Casemiro (opção de compra exercida pelo Real Madrid, 30 de junho de 2015)
- Depois de ter estado um ano emprestado ao FC Porto, o Real Madrid decidiu acionar a cláusula de opção de compra que tinha ficado consagrada no contrato de cedência feito pelos dragões e pagou 7,5 milhões de euros para “resgatar” o internacional brasileiro. A Vela Management Limited cobrou uma comissão de 1,26 milhões de euros, repartindo depois 700 mil euros com a Energy Soccer. Existe a suspeita de que a Energy Soccer não teve qualquer participação efetiva no negócio em causa.
Felipe (compra ao Corinthians, junho de 2016; venda ao Atlético Madrid, maio de 2019)
- O FC Porto contratou Felipe em junho de 2016 ao Corinthians, pagando 6 milhões de euros por 75% dos direitos económicos. Três épocas depois, o FC Porto vendeu o jogador ao Atl. Madrid por 19,709 milhões de euros, pagando um custo de intermediação de 1,96 milhões de euros a uma sociedade de outro agente intermediário. De acordo com os registos oficiais da Federação Portuguesa de Futebol, o intermediário foi o agente Bruno Macedo. A PP Sports recebeu depois metade do montante, 960 mil euros.
Aboubakar (empréstimo ao Besiktas, agosto de 2016)
- O avançado camaronês foi cedido por empréstimo aos turcos do Besiktas no final da janela de mercado de 2016. O clube de Istambul pagou 2,5 milhões de euros pelo acordo e a Energy Soccer faturou 244.375 mil euros diretamente à SAD dos azuis e brancos pela intermediação do negócio.
Ricardo Pereira (venda ao Leicester, março/abril de 2018)
- O lateral português foi vendido em 2018 (formalizou o acordo na terceira semana de maio mas o mesmo pode ter sido alcançado antes) ao Leicester por 20 milhões de euros. Os custos de intermediação da operação com o clube inglês da Premier League foram de 3,242 milhões de euros, repartidos entre a Pacheco & Teixeira Lda. e a PP Sports, que recebeu uma comissão de 2,141 milhões de euros
- A empresa de Pedro Pinho terá repartido posteriormente 625 mil euros com a Full Sport Limited. Trata-se de uma sociedade irlandesa cujos titulares estão a ser investigados por via da reconstrução dos circuitos financeiros.
João Pedro (compra ao Palmeiras, junho de 2018)
- O FC Porto contratou o lateral direito João Pedro ao Palmeiras em junho de 2018 por 4 milhões de euros, pagando 400 mil euros pelos serviços de intermediação à sociedade de outro agente, que por sua vez teve a PP Sports a faturar metade do montante, no valor de 200 mil euros.
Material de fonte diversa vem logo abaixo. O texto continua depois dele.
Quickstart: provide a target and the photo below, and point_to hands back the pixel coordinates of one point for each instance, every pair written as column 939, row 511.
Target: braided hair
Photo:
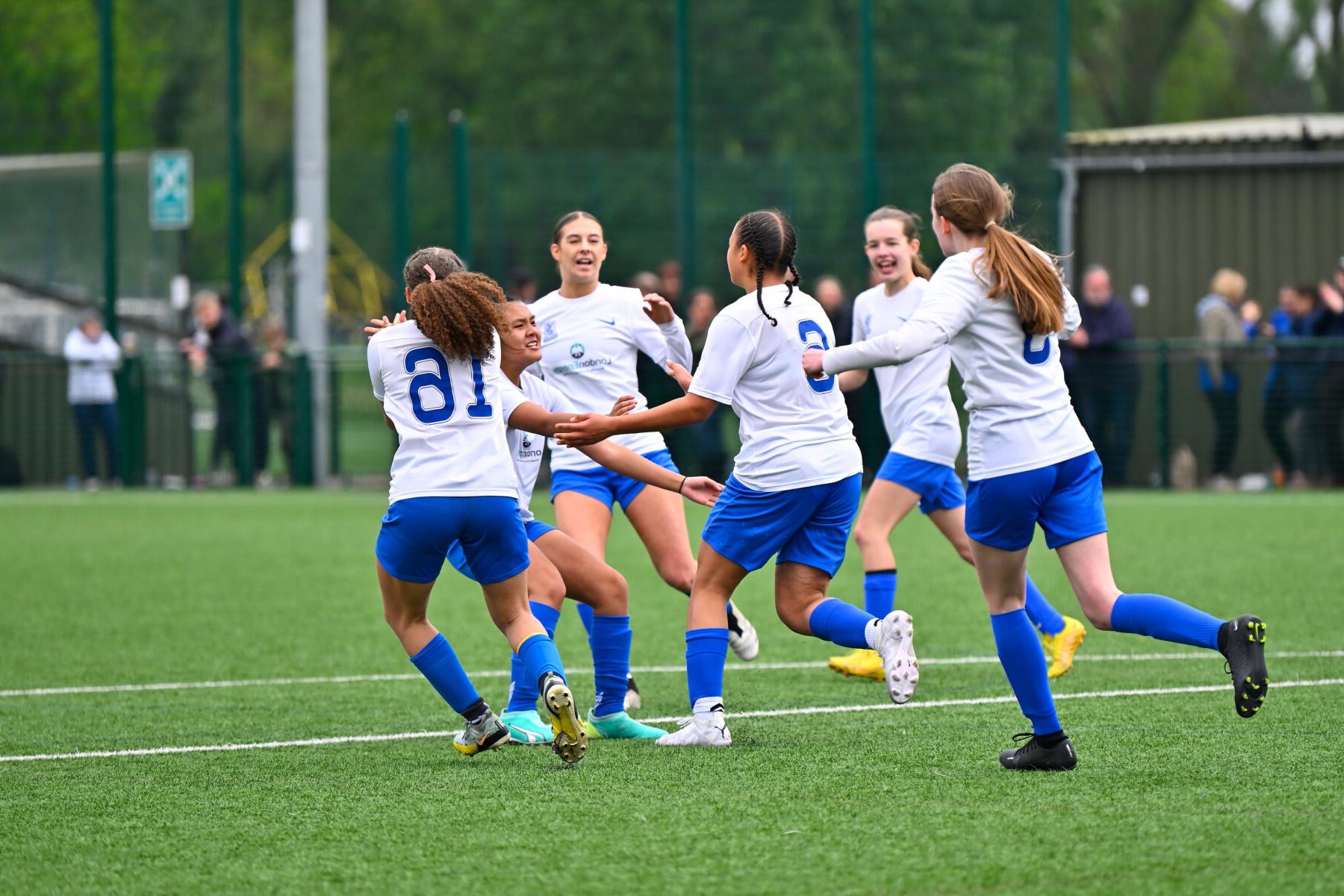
column 769, row 235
Éder Militão (compra ao São Paulo, agosto de 2018; venda ao Real Madrid, 2019)
- O FC Porto comprou em agosto de 2018 90% dos direitos económicos de Éder Militão ao São Paulo, pagando 7 milhões de euros mais 1,548 milhões de euros de intermediação. Três milhões de euros foram cedidos a um empresário, havendo suspeitas sobre os beneficiários finais desse montante. De acordo com os registos oficiais da Federação Portuguesa de Futebol, o intermediário foi Ulisses Souza Jorge, empresário do jogador. A PP Sports faturou 500 mil euros pela operação. Existe a suspeita de que a PP Sports não teve qualquer papel ou participação enquanto intermediário no negócio em causa;
- Após uma única temporada, o central internacional brasileiro foi vendido a título definitivo ao Real Madrid por 50 milhões de euros. Os dragões pagaram 7,4 milhões de euros de intermediação. De acordo com os registos oficiais da Federação Portuguesa de Futebol, o intermediário foi o agente Bruno Macedo. A PP Sports faturou 1,25 milhões de euros pela operação. Existe a suspeita de que a PP Sports não teve qualquer papel ou participação enquanto intermediário no negócio em causa.
Óliver Torres (venda ao Sevilha, julho de 2019)
- O médio espanhol Óliver Torres foi vendido pelo FC Porto ao Sevilha em julho de 2019 por um valor de 11 milhões de euros. A PP Sports faturou 500 mil euros a um outro agente, metade do que tinha sido pago pela intermediação do negócio. Existe a suspeita de que a PP Sports não teve qualquer papel ou participação enquanto intermediário no negócio em causa.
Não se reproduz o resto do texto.